When the Observer crew visited Shantel’s home in populous but serenely quiet Wilbin Street, Grey Ground, located east of Mandeville, and with spectacular, postcard-like views of mountainous central Manchester, a fair-sized group had gathered to mourn with family on the first day of 2020.
Shantel died at minutes after 6:00 pm at a popular supermarket in Mandeville, where she had worked for six years. Police and independent reports say she was shot dead by a supervisor at the supermarket with whom she is believed to have had a romantic relationship.
A source with knowledge about the incident said the murder suspect summoned Shantel, who was dining in the lunchroom of the establishment. She reportedly refused the request to see him and the suspect is alleged to have entered the dining area, pulled his licensed firearm, shooting her repeatedly before leaving the scene.
Unconfirmed reports say the alleged killer, now in police custody, is married with children. He turned himself in to personnel at the Mandeville Police Station before daybreak on New Year’s Day, and the weapon believed to have been used in the incident was also handed over to the police.
At the home yesterday, relatives said they knew Shantel’s alleged killer as a “close friend”; they couldn’t speak to anything “more than that”.
They spoke in hushed tones of the young woman, a past student of Cross Keys High and Villa Road Primary, who gave of herself to others.
“Shantel was so pleasant, she was so humble; she was a kind person, willing and hard-working… And she is there for everyone, from the small, young, and everyone, she didn’t trouble no one, always there… always there for me…,” said mother Cyrena Russell.
Shantel’s oldest sister Stacy-Ann Russell described “a wonderful person, she was for everybody; she didn’t keep malice with nobody at all. You never ask her for anything and she don’t give it. For somebody to take her life, it is hard… why take her life? Is not like she go around and argue with anybody for you to say she is a troublemaker or anything like that. She is not. She is a quiet and humble person…”
And Gertrude Nembhard, identified yesterday as Shantel’s close friend and “mother in law”, broke down in tears as she spoke to the Observer.
“Shany was a very good person. We love Shany so much.
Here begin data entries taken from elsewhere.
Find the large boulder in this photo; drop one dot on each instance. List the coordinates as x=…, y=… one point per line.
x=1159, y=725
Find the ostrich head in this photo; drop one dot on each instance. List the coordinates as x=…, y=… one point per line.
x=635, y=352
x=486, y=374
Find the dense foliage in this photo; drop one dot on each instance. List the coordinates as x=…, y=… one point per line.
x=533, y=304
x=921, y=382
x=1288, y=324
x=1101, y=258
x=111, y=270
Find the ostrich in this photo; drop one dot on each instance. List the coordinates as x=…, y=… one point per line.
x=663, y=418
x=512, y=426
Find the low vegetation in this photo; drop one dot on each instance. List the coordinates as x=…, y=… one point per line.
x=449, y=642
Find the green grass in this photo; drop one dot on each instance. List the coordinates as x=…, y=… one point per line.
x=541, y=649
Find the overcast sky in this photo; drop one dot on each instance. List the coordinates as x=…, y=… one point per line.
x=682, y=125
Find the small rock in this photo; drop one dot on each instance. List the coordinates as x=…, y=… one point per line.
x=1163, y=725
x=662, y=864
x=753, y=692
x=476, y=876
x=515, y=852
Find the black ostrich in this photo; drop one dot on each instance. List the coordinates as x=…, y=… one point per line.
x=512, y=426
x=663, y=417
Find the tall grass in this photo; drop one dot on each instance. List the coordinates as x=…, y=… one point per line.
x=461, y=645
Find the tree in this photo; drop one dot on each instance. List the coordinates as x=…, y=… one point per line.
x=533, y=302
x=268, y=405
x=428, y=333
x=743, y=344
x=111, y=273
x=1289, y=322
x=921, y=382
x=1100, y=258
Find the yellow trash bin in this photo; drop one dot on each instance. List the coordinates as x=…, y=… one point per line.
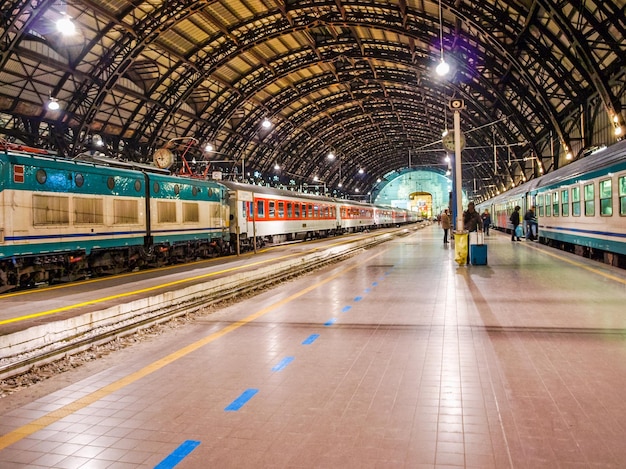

I don’t know what go down, but it hurts…,” she said.
Shantel’s death follows hard on the heels of that of Georges Valley carpenter Roy Leon, who was slain allegedly by his son earlier this week.
Domestic violence in Manchester — traditionally among Jamaica’s least crime-affected parishes — has long been a major concern.
It led to the formation of the Manchester Dispute Resolution and Violence Prevention Association in 2012 — which community leaders have said has had a positive impact.
Yesterday, Superintendent of Police Gary Francis, who is in charge of the Manchester division, told the Observer in a telephone interview that apart from renewing his appeal for individuals who are experiencing difficulties in domestic situations to seek help, an expanded programme of intervention initiated by custos of the parish Garfield Green, is shortly to be rolled out to more comprehensively address the issue of domestic disputes.